她握紧青木杖,杖身传来温润的触感。那是药王谷历代谷主的意志,是守护这片土地的誓言。
“所有人听令。”简心转身,声音在夜风中清晰而坚定,“即刻准备,焚烧腐灵花丛。朱砂、雄黄全部取出,雷击木碎屑研磨成粉,混合硫磺,制成火药。没有雷击木,就用桃木、柳木代替,虽效果差些,总比没有强。”
“谷主,那点量不够覆盖所有花丛……”杏林叟急道。
“我知道。”简心打断他,“所以需要有人去花丛中心,点燃火药。幽冥虫卵感受到威胁会提前破裂,必须在它们完全孵化前,将火势引到每一处。”
“这太危险了!去中心点火的人,几乎不可能活着出来!”
简心看着杏林叟,又看向周围那些年轻的面孔,忽然笑了:“我是谷主,我去。”
“不行!”杏林叟厉声道,“药王谷不能没有谷主!我去,我这把老骨头……”
“师伯。”简心握住他的手,“您重伤未愈,走不到花丛中心就会倒下。而我,”她顿了顿,“我有必须去的理由。”
她想起玄罹手札中的另一段记载:“玄冥之血,可暂镇幽冥。以血为引,可延缓幽冥虫孵化,为焚烧争取时间。”
这是唯一的方法。
简心不再多说,转身对众弟子下令:“一炷香时间,准备火药。二师兄,你带人守住谷口,一旦火起,若有幽冥虫逃出,务必拦截。小芸,你去照顾重伤的同门,准备好解毒药剂,以防万一。”
“谷主……”小芸眼泪汪汪。
“听话。”简心揉了揉她的头,然后接过弟子递来的火药包,系在腰间。
夜色深沉,腐灵花丛中的果实搏动得越来越快。
简心握紧青木杖,一步一步,走向那片死亡的黑色花海。
在她身后,药王谷所有弟子齐齐跪下,火光映照着他们含泪的眼睛。
“谷主……保重!”
简心没有回头,只是轻轻点了点头,身影没入黑暗之中。
金陵,秦淮河畔。
苏墨站在青云阁总舵的码头上,看着最后一船物资装运完毕。这是他从江南各商号紧急调集的药材、粮草和军械,共三十大船,将由长江转入运河,再经陆路运往大同。

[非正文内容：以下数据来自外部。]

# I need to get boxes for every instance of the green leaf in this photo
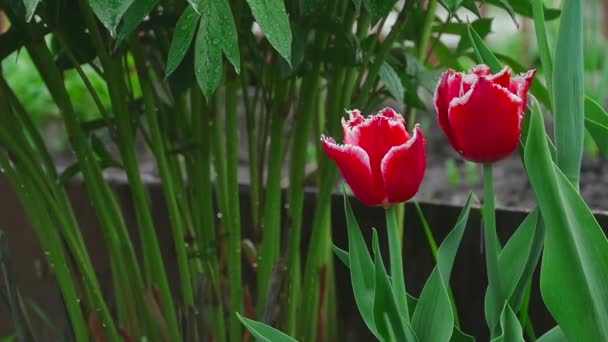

文若海匆匆走来,低声道:“公子,刚收到消息,东厂的人动了。曹化淳派了他麾下最得力的‘十三太保’,已经出了南京城,看方向,是冲着咱们的船队来的。”
苏墨羽扇轻摇,神色不变:“意料之中。曹化淳与往生门勾结,自然不会让我们顺利北上。船队按原计划出发,走镇江、扬州一线。我另有一计。”
他招手唤来一名心腹,低声吩咐几句。心腹领命而去。
文若海不解:“公子,您这是……”
“明修栈道,暗度陈仓。”苏墨望着河面上渐行渐远的船队,“那三十船物资是诱饵。真正的粮草军械,早在三日前,就已通过漕帮的秘密水道北上,如今应该快到徐州了。”